Tuesday, October 21, 2008

I See You! A Little.

DAY- Int.

VANESSA (V.O.)

I see you!

OSCAR

(smiles and gurgles)

VANESSA (V.O.)

Now I don't...I see you!

CHRISTINE (V.O.)

Monkey! Time to eat?

OSCAR

(distracted, looking away)

VANESSA (V.O.)

He's only got eyes for you.

CHRISTINE

He's only got eyes for the boob. And me.

I am still with the cold, the coughing and the snottiness. But I feel better than yesterday. I am worried about cataloguing, however. Significantly. It is unlike me to let a class go, to the point where I am completely lost. Or, since I have done it, it is exactly like me, I guess. I will work on it today, I swear I will.

The Russian came over last night with juice and made cherry dumplings. I did not like them. But I did like that he came. He told me I smelled, which was true. I'm sick. I told him about my exhaustion, and after a few tries, I think I articulated it reasonably well: I am tired because I want to experience everything the way I used to, with my heart on my sleeve but my sleeve made of steel, I want to have sadness or anger or happiness just be, not something which has to be overcome or slotted away under lessons learned, or dealt with, just be until something else is, to understand it as an experience and not as something that I have to intellectualize until it disappears or turns rotten.

This is why I found the Sophie Calle exhibition so deprimant. Because I was witness to dozens of women doing just that, taking this one experience, which was not even theirs (and the Russian suggested, maybe wasn't Calle's either, maybe she made it up!) and beating at it, sometimes awkwardly and sometimes gracefully. And not even from close up; they all found something that was their own in Calle's letter and it made them cringe and run, hide behind whatever was closest, namely, their careers, and attack it without touching it.

But back to me, me, me. It is tiring that I once could have this and that now it is more demanding and often unattainable for me to be able to live the way I once did and the way that I would like to still. Even for relatively small bumps, I get so tired. It's growing up, I suppose.

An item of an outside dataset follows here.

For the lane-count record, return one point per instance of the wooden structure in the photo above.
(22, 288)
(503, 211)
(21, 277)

In any case, it was a nice evening. I even got to ask about the Russian's distance, independence, whatever that is, and listen to him talk about it. I wonder if there is fear in there somewhere, if it is as basic as, if the world should end, I will lose less if I am far enough away from people that a few books will cut it. That ain't me, bitch. I love my people. I drank some Jameson and fell asleep at 9:30. It was a good sleep.